Its funny, I almost get the sensation that another space race is heating up! There been a lot of movement between all the big players concerning Mars.

Will Putin get to Mars first? Russia says ship could reach planet TWICE as quick as NASA


USA, the European Space Agency, China and Russia are currently embroiled in a new age space race to become the first to get to Mars.

As it stands, NASA says that it would take around three months to get humans to the planet with the technology it is developing but Russia’s potential super-fast spaceship could get there in half that time.

Vladimir Putin's space agency, RosCosmos, originally started the project in 2010 but it has now been taken on by nuclear body Rosatom.

The Mars Insight mission objectives are comparable to what the Schiaparelli is hoping to accomplish. After being delayed due to a vacuum leak, the project was pushed back another two years. Go ahead Russia, put your lander down first, that leak is the only reason it'll happen.

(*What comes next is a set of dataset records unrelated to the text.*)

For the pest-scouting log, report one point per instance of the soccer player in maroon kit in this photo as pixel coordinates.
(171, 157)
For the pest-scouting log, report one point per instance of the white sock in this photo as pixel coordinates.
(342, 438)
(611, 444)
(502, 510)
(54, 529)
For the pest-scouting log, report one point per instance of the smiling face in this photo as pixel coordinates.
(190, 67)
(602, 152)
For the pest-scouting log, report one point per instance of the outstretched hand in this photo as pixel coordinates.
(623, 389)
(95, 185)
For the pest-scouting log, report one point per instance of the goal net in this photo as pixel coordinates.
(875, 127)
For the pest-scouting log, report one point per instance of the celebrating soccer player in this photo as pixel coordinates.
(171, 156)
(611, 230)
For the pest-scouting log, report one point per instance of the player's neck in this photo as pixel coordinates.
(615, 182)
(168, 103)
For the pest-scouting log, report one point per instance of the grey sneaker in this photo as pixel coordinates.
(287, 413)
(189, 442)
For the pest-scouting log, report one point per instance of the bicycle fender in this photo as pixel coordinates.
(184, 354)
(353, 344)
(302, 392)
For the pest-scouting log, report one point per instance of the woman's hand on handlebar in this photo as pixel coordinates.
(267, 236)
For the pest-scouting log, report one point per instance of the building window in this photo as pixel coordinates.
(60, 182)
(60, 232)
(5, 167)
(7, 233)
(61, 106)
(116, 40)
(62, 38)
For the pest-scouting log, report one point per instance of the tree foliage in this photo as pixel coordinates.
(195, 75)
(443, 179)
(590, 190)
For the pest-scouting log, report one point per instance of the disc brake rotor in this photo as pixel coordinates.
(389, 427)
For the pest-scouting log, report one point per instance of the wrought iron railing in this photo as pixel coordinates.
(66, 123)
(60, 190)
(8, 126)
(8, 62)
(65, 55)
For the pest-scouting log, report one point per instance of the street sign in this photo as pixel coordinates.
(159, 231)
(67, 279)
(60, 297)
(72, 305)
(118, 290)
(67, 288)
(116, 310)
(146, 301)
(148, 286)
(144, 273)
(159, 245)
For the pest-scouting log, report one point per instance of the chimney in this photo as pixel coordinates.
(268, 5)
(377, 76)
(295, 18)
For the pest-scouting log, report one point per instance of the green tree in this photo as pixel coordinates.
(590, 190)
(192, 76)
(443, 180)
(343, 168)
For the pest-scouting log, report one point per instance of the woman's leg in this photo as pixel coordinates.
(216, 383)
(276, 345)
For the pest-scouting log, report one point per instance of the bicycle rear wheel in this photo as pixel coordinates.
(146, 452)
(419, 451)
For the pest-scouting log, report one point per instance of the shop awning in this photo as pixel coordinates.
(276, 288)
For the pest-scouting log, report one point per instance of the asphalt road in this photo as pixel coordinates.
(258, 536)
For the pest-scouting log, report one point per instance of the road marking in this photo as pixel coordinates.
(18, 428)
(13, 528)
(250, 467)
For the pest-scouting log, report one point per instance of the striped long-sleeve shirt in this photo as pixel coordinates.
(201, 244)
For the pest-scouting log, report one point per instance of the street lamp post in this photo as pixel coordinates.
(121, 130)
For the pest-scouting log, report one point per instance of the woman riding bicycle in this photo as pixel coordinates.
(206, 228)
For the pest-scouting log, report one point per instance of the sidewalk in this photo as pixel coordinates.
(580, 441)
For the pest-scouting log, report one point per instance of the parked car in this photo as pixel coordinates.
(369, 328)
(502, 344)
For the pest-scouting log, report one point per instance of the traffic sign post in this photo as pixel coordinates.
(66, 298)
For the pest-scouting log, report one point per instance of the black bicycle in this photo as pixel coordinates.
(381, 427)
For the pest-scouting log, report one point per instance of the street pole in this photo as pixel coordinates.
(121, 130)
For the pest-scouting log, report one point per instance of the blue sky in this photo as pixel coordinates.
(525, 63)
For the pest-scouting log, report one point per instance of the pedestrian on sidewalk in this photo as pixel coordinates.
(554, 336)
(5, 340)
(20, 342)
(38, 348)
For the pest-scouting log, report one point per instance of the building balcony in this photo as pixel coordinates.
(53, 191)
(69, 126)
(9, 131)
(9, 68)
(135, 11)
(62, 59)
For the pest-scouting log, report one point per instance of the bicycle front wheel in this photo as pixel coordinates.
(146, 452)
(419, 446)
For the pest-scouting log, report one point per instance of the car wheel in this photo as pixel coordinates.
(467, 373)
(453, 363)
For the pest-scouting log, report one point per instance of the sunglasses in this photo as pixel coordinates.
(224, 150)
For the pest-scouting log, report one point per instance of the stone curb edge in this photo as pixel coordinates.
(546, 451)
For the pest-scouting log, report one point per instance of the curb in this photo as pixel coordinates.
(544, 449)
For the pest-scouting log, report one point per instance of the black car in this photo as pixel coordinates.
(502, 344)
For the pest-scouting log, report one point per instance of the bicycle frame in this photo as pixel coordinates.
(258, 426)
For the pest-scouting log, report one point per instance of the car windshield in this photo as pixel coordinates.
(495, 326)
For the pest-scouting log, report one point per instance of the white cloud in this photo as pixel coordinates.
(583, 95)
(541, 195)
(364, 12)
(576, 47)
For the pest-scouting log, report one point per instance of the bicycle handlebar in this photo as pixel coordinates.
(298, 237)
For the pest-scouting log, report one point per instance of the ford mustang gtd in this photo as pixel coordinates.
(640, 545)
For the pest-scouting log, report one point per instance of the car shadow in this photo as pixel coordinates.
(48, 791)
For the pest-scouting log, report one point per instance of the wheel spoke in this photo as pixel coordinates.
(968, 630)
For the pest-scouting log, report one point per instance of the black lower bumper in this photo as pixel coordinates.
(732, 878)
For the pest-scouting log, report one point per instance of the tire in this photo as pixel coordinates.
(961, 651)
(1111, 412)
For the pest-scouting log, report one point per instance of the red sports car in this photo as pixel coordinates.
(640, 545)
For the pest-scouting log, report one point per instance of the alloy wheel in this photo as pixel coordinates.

NASA Targets May 2018 Launch of Mars InSight Mission


“The science goals of InSight are compelling, and the NASA and CNES plans to overcome the technical challenges are sound," said John Grunsfeld, associate administrator for NASA’s Science Mission Directorate in Washington. "The quest to understand the interior of Mars has been a longstanding goal of planetary scientists for decades. We’re excited to be back on the path for a launch, now in 2018.”

That baby drills 16 feet into the ground!

edit on 13-3-2016 by eisegesis because: (no reason given)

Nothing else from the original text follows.